Using the knowledge that plants were interconnected through this system, scientists conducted a study in Biology Letters in 2008 to determine if plants liked some of its neighbors better than others. Humans and other animals typically reside where they feel most comfortable, so why not plants? Typically, the plant used in the study — the Great Lakes sea rocket — protects its territory by shooting out roots in every direction that eat up all of the nutrients available in the soil, preventing other plants from growing near it, according to The New York Times.

However, what the researchers found was that when the sea rocket had other sea rocket plants neighboring it, the plants didn't send out their usual aggressive signals to ward off neighbors (via The New York Times). Instead, it seemed to welcome its kin as its neighbor. Other plants have been shown to preferentially share more food with plants of the same genetic species, a phenomenon that happens in mammals and human beings as well, per Inverse.

Interspecies communication

In some studies, plants have been shown to be able to communicate with non-plants as well. According to Scientific American, some plants can "listen" for the buzzing sound of a bee's wings and produce more pollen when they fly nearby. In another study in Current Biology, scientists found some of the first evidence that plants could communicate with more than just plants and insects; they could also "speak" to mammals.

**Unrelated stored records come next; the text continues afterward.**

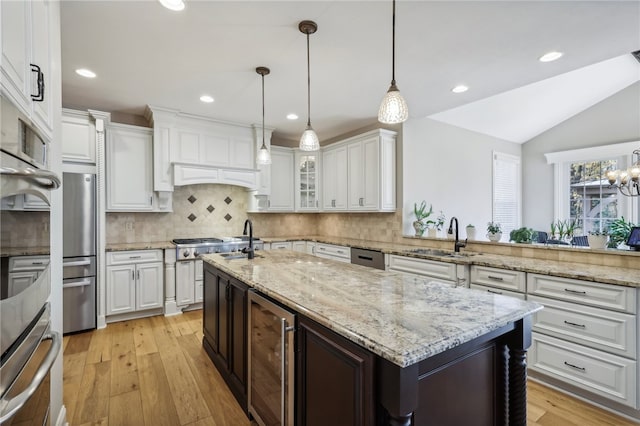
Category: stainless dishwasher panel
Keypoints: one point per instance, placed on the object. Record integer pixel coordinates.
(364, 257)
(271, 361)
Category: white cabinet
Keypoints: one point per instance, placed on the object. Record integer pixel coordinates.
(26, 59)
(334, 178)
(307, 179)
(134, 281)
(78, 137)
(129, 164)
(281, 198)
(370, 175)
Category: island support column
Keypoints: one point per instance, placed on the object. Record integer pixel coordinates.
(517, 374)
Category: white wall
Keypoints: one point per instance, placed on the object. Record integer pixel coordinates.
(451, 168)
(614, 120)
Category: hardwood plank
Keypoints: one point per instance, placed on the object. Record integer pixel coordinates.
(124, 372)
(158, 407)
(100, 346)
(145, 343)
(126, 409)
(93, 395)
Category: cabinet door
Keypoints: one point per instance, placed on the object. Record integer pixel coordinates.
(281, 198)
(185, 282)
(16, 71)
(121, 289)
(149, 286)
(129, 169)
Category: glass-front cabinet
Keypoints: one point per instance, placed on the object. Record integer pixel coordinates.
(307, 180)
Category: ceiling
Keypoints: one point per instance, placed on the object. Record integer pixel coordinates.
(144, 54)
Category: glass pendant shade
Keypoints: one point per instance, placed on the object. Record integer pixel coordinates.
(264, 157)
(393, 109)
(309, 140)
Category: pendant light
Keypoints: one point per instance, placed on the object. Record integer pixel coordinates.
(309, 140)
(393, 109)
(264, 157)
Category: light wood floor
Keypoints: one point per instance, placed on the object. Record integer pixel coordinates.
(153, 371)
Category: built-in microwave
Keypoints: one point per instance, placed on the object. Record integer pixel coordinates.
(20, 138)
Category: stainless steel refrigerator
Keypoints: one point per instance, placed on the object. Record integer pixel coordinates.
(79, 251)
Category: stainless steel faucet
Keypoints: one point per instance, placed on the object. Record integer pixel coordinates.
(249, 250)
(458, 244)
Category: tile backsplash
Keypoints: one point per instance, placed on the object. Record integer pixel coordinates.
(198, 211)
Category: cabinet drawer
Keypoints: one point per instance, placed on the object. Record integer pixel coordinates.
(133, 256)
(441, 270)
(331, 251)
(28, 263)
(586, 292)
(495, 277)
(609, 331)
(610, 376)
(499, 291)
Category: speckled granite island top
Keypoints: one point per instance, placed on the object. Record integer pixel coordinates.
(404, 320)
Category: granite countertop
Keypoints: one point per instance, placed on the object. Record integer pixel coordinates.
(155, 245)
(402, 319)
(605, 274)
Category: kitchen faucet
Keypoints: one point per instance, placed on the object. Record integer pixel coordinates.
(458, 244)
(248, 250)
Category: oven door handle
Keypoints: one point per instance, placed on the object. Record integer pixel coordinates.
(9, 408)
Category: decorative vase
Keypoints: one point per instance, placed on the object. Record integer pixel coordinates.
(471, 233)
(495, 237)
(597, 242)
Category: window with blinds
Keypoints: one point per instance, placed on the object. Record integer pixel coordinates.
(507, 195)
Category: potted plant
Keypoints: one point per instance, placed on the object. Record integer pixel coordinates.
(494, 231)
(598, 239)
(471, 232)
(421, 213)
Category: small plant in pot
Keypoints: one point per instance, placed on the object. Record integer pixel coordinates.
(598, 239)
(494, 231)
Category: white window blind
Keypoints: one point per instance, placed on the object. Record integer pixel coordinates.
(507, 198)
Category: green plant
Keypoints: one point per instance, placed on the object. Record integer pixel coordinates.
(522, 235)
(619, 231)
(493, 227)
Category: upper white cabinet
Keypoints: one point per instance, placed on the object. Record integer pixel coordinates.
(370, 162)
(26, 59)
(307, 178)
(129, 158)
(78, 137)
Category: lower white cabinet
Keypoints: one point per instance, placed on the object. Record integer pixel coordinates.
(134, 281)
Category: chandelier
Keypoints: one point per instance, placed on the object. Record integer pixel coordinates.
(627, 181)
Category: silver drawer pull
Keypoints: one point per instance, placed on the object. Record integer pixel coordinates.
(575, 366)
(568, 290)
(574, 324)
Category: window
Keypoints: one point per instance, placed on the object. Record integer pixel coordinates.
(507, 199)
(582, 192)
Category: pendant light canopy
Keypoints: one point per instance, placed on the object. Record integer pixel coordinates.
(309, 140)
(393, 108)
(264, 157)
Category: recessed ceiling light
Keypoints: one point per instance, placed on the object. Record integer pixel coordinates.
(176, 5)
(85, 73)
(460, 88)
(550, 56)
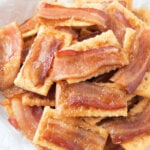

A certain kind of carnivorous pitcher plant native to Asia, already arguably mammalian with its eating habits, uses the concave structure of its mouth openings to reflect bats' echolocation and attract them, per Current Biology. The pitcher plants actually want to attract the bats because the bats don't pose a threat like some insects do, tearing away at the plant's leaves or stem. Instead, the bats shelter themselves in the plant's concave mouth, where they deposit guano, or bat poop, that helps provide nutrients to the plant, per Current Biology.

Together the evidence shows plants are far more intelligent than they have previously been credited for, although that intelligence may not stack up to the "wisdom," that those who claim their plants have given them "Yoda-like advice" claim plants have (via The Independent).